There is ordinarily one Newark Arts Council group show in each year's Open Doors. This year, I thought it was at 570 Broad Street, across Fulton Street from Peddie Memorial Baptist Church. But I was later given to think that there were two NAC group shows, one at the Adrienne Wheeler Gallery, which I was unable to get to (inasmuch as we had a freak snowstorm just before the last day that show was to be open, the Monday after the Open Doors weekend, and I was snowed in), and the other at 570 Broad Street, which, unfortunately, I did get to.

Kevin said that this work was more like what he expected to do at the Venice Biennale this summer, but he got sidetracked into a different presentation there. He explains his central piece as Sarah Palin leading her army of rats down a yellow-brick road, and trailing a wagon filled with the baggage of the Radical Right, which includes a Confederate battle flag emblazoned with symbols of the Ku Klux Klan. He's such a timid little guy in his artistic expression, isn't he? Come on, Kevin, don't hold back. What do you really think of Sarah and the Tea Party?


The Wheeler Gallery show did not seem to have the imprimatur of the Council as an NAC group show. It may have been much better than the 570 show, but I didn't see it. For one thing, Anne Dushanko-Dobek was a participating artist at the Wheeler show, and I like her work. For a second, I have seen a little of Adrienne Wheeler's work at a Catfish Friday group show, and am inclined to think she has good taste. For a third, and most tellingly, the 570 show was AWFUL, an unbelievable mess.

I do not set myself up as an art critic, but merely offer readers my perspective. From my perspective, the 570 show was crap. I hate to say that about anything the Newark Arts Council ("NAC", said as letters, N-A-C, not a word) organizes. But somebody fell down on the job, fell asleep at the quality switch, or otherwise f...ouled up in putting together this year's NAC group show.
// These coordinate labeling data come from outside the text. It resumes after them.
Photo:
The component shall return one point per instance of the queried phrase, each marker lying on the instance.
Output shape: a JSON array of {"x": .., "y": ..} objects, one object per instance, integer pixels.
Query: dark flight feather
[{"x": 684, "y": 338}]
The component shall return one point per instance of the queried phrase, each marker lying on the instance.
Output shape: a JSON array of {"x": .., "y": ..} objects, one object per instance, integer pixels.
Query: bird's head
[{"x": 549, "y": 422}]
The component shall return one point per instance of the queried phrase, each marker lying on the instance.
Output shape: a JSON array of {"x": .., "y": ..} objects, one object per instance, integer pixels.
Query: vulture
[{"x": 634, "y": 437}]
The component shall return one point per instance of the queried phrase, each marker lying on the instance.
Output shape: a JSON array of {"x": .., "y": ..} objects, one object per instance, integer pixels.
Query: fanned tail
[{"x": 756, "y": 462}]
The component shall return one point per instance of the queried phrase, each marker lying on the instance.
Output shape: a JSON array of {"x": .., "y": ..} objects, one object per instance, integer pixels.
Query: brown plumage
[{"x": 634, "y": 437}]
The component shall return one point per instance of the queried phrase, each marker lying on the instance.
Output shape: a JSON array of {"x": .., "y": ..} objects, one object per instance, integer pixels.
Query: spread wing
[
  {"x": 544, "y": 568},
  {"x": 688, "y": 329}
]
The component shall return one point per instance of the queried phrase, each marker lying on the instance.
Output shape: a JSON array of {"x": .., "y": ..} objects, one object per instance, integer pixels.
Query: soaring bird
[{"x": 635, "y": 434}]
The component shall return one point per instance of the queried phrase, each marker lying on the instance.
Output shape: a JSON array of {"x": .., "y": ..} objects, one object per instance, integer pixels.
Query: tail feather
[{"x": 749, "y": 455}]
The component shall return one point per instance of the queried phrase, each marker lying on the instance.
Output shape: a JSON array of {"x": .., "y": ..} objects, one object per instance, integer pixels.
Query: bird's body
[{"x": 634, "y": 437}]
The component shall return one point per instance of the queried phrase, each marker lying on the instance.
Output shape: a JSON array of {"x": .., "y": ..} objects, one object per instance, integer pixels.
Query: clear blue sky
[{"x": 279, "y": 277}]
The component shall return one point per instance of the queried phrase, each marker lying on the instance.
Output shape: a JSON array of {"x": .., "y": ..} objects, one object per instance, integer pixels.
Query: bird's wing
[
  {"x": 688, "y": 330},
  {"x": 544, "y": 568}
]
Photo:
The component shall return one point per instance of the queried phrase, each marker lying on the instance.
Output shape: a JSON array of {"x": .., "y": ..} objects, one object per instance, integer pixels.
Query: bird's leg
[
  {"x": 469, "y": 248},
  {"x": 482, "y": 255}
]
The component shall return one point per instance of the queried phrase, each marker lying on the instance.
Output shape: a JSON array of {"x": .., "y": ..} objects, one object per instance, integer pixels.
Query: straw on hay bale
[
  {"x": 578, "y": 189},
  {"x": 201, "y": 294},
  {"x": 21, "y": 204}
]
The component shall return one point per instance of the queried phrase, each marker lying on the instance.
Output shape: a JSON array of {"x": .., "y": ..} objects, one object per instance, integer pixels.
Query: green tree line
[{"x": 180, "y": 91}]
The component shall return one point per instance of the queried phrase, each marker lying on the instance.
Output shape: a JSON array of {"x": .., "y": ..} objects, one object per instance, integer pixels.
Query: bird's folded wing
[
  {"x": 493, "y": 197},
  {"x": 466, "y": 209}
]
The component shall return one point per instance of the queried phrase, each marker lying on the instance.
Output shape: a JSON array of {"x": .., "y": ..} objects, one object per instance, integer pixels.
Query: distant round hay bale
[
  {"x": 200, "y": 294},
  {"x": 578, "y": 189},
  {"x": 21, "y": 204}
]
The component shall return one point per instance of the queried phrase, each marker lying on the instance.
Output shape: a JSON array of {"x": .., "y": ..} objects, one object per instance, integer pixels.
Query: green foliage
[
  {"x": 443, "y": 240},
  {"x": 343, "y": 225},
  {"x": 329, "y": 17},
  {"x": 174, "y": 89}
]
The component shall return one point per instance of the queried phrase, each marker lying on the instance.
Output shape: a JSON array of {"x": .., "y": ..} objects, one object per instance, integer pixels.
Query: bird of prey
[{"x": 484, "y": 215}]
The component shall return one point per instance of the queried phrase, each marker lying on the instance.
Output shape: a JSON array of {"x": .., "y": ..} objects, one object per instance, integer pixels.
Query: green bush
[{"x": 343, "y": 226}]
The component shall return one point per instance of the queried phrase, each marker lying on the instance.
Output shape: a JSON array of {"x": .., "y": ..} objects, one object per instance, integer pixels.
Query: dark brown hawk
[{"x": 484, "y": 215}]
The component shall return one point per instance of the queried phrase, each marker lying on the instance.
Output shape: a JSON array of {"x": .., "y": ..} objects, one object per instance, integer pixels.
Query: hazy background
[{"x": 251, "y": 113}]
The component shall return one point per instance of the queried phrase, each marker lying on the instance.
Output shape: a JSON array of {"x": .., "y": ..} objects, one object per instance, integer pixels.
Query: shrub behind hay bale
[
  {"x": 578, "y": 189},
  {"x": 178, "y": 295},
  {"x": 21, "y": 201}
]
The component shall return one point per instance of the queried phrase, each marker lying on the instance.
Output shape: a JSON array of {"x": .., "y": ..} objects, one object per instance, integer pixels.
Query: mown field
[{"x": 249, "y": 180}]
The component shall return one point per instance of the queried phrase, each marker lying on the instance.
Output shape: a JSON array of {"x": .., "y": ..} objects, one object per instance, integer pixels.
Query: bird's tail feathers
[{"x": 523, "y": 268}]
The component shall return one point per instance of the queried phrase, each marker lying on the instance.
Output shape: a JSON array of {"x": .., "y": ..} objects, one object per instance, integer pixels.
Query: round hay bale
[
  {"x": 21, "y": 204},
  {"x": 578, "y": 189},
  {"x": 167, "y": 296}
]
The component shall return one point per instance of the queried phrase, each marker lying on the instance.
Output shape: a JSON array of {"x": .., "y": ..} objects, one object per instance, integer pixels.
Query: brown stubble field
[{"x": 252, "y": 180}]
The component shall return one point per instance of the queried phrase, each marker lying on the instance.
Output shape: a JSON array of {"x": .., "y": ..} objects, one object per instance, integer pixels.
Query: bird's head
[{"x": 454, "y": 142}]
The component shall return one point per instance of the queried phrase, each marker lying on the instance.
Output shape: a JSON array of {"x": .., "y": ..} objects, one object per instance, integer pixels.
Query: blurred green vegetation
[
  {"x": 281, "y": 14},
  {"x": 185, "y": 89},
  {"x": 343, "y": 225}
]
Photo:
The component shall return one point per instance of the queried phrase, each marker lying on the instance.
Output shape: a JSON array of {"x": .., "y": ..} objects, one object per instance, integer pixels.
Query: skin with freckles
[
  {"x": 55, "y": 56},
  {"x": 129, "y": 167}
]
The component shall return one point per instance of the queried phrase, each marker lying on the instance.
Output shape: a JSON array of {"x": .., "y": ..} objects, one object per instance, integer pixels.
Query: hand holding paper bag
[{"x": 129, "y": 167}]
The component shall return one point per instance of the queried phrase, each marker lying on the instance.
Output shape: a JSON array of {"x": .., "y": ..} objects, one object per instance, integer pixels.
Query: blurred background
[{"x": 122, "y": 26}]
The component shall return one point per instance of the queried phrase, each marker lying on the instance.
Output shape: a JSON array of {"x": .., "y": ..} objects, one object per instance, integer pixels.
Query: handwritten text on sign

I asked Kevin, who often works with found objects, where he found the rats. He said, in a dollar store. I've never seen plastic/rubber rats in a dollar store, but, then, I wasn't looking. Perhaps they're a Halloween item.


Not everything in the show was awful, of course. One of my favorite Newark artists, Kevin Blythe Sampson, had a major piece there, which I found out almost instantly upon arriving, in that he saw me enter and said hello, and when I asked if he had anything in the show, he pointed me to his area. There were also good things by Lori Merhige (which I had already seen at Solo(s) Project House; see my post of November 5, 2010) and other artists. Only a portion of Lori Merhige's Solo(s) show appeared at 570, scattered over a large, and mainly empty area. Why?

Unfortunately, the liting in the exhibition space at the time I was there (very late afternoon, with sunshine streaming in low from the west) was execrable, and I couldn't get a decent foto, with or without flash, of Kevin's piece, including the artist, in that the piece looked east, so the sun was behind it.

I mentioned to Kevin, when I checked my first, discouraging foto of him beside it in my camera's little monitor, that I have had great difficulty taking pictures of black people except in the clearest and britest of lite. He wasn't taken aback at all, but merely said "Photoshop". Yes, I do need to manipulate fotos in a graffics program, tho mine is Jasc Paint Shop Pro rather than Adobe's Photoshop. The two programs do much the same thing, but Adobe's costs hundreds of dollars, whereas Jasc's came free with the purchase of my computer. Guess which I'm going to use, when the choice is spending hundreds of dollars or working with what came free with my computer.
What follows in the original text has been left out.